This publication is CPI’s analysis of the Smallholder Forestry Vehicle, an innovative climate finance instrument endorsed by the Global Innovation Lab for Climate Finance (the Lab). CPI serves as the Lab’s Secretariat. Each instrument endorsed by the Lab is rigorously analyzed by our research teams. High-level findings of this research are published on each instrument, so that others may leverage this analysis to further their own climate finance innovation.
In Africa, 65% of land is affected by degradation, reducing the resilience of communities to drought, flood, and other effects of climate change. At the same time, as African economies grow and urbanize, demand for domestic industrial wood products continues to rise, but new forest plantations are difficult and costly to establish.

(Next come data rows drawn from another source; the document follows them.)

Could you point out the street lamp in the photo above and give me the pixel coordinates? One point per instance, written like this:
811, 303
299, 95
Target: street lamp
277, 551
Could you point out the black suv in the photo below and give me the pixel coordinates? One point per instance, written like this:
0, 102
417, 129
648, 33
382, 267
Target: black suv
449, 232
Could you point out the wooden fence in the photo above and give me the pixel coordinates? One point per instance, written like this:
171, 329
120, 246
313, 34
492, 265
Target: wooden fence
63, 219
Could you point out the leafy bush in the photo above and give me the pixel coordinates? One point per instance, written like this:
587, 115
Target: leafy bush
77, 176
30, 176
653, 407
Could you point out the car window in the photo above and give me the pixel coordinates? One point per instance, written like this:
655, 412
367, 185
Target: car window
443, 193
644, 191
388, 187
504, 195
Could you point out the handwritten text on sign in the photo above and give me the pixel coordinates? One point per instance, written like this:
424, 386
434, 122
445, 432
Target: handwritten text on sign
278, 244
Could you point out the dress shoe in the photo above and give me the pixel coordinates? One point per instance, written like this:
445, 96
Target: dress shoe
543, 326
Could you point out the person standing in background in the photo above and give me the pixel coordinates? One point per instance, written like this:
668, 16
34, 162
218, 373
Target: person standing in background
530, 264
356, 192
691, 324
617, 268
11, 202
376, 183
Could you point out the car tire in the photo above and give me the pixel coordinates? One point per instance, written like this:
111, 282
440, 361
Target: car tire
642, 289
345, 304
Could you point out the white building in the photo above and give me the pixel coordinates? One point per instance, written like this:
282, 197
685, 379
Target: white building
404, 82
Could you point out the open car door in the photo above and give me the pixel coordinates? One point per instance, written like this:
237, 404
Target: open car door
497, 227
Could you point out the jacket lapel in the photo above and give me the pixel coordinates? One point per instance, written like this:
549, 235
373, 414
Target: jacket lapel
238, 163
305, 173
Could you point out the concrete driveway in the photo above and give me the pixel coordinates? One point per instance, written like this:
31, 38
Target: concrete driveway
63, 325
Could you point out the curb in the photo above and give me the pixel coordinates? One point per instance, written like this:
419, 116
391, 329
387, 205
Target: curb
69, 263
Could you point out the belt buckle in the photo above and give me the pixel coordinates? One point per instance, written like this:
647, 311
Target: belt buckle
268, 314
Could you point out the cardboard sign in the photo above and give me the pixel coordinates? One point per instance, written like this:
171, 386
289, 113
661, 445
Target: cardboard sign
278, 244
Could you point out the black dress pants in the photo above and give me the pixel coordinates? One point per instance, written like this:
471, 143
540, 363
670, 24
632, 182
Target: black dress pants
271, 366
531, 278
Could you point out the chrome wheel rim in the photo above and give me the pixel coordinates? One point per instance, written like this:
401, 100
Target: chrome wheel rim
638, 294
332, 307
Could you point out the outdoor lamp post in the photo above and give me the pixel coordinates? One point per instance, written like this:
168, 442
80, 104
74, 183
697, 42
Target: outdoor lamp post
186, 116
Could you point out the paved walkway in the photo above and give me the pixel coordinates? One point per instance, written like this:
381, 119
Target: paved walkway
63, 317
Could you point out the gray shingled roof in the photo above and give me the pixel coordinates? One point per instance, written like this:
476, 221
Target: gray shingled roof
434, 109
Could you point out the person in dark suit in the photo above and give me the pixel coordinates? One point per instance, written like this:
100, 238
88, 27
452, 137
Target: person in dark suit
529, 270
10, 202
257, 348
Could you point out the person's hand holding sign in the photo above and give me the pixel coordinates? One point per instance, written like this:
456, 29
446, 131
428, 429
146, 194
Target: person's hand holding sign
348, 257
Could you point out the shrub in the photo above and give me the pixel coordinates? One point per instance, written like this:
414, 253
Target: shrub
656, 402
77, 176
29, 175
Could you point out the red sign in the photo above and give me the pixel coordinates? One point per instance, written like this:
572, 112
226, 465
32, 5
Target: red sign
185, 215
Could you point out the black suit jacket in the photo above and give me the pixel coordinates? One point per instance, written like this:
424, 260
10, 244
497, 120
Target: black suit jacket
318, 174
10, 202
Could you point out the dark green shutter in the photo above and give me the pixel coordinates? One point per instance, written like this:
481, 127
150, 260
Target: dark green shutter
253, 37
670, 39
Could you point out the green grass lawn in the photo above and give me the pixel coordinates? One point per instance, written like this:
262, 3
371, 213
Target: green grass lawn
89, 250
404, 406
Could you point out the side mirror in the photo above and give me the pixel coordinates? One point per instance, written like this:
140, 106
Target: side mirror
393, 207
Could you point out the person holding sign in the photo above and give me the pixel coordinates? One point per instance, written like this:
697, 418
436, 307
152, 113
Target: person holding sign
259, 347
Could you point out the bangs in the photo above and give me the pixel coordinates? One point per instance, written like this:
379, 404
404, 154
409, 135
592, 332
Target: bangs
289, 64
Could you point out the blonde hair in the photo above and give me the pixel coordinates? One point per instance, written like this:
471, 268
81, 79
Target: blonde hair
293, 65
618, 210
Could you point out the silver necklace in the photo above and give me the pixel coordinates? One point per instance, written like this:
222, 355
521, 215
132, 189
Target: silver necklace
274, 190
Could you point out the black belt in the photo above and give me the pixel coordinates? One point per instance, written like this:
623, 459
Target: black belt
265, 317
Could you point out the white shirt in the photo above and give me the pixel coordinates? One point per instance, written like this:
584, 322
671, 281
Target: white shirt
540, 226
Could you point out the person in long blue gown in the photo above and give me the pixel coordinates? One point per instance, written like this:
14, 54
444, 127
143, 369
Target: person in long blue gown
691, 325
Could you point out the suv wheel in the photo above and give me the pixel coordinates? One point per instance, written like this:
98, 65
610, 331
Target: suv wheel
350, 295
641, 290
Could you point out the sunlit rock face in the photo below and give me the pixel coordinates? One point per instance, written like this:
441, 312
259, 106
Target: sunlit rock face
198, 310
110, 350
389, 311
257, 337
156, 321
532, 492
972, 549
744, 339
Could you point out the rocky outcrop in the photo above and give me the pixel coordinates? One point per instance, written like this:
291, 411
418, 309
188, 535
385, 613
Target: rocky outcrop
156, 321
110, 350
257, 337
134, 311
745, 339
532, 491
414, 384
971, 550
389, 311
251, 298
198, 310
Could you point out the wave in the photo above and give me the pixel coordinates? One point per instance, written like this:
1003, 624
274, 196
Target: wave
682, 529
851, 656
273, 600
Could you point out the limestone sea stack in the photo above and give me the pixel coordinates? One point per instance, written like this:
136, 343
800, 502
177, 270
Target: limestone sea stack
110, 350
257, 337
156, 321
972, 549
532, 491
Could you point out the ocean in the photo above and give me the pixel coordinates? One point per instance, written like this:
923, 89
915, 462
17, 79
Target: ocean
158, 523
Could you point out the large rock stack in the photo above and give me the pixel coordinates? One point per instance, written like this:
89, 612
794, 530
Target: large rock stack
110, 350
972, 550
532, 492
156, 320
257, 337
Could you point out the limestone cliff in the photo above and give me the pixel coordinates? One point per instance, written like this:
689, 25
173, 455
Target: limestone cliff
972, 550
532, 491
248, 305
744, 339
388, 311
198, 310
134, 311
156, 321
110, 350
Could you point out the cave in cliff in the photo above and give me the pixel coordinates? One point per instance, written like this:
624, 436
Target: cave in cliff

Smallholder forestry presents a critical opportunity to meet these twin challenges. Smallholder forestry can restore unused, degraded portions of smallholder farming plots. At less than 20% of the cost of traditional plantations, smallholder forestry can also provide climate resilient long-term savings and diversification to farmers.
The Smallholder Forestry Vehicle is the only investment mechanism that enables private investors to invest in smallholder forestry in Africa, while also reducing capital costs for forestry companies that provide technical support and market linkages to smallholders. Specifically, the Vehicle fills a crucial gap in Africa, where extremely limited investment is occurring in forestry. It also improves results through a strong cooperation model between an operating company and farmers, and reduces transaction costs for investors and reduces some risks of plantation forestry. The proof of concept facility will finance the restoration of 5,000 hectares of degraded farmland and provide more than 16,000 farmer households in Kenya with over US$ 1,200 of climate resilient savings.
At scale, each Smallholder Forestry Vehicle could restore 15,000 hectares of degraded land, providing each of 50,000 farming households with US$ 1,500 in climate resilient savings and achieving a modeled 17% gross internal rate of return. Smallholder farmers accumulate wealth similarly to a savings plan, by maintaining trees and receiving payments at thinning and harvest. By providing non-climate dependent income and crop diversification, the partnership thus reinforces farmers’ climate resilience. Beyond the proponent’s own operations, other smallholder forestry projects, such as those run by international organizations, out-grower programs, conservation funds, and NGOs, as well as intermediaries operating in other sectors, such as agriculture, may also raise financing using this approach.
Prior to planting, the Company will work with farmers and their communities to assess land suitability and secure land use rights for tree growing. The land consists of unused, degraded portions of smallholder plots. Once enrolled, farmers contribute land and labor, and are paid a market price for harvested trees. The Company provides training, planting inputs, maintenance support, harvesting services, and a guaranteed market for the trees.
The Company sells a portfolio of tree production contracts to a Special Purpose Vehicle (SPV) after approximately one year of tree growth. The Company will buy back the tree production contracts prior to final harvest. Farmer compensation is set by a transparent algorithm that establishes a minimum compensation price, but rewards farmers for better-than-expected tree growth and market prices.
The Vehicle is under development by Komaza, a smallholder forestry company in Kenya with more than 10 years’ experience in partnering with 14,000 smallholder farmers, over half of whom are female, to plant and harvest 3,800 hectares of trees. The instrument will first be deployed in coastal Kenya in Kilifi and Kwale counties, the site of the Proponent’s current operations and an area of high vulnerability to climate change.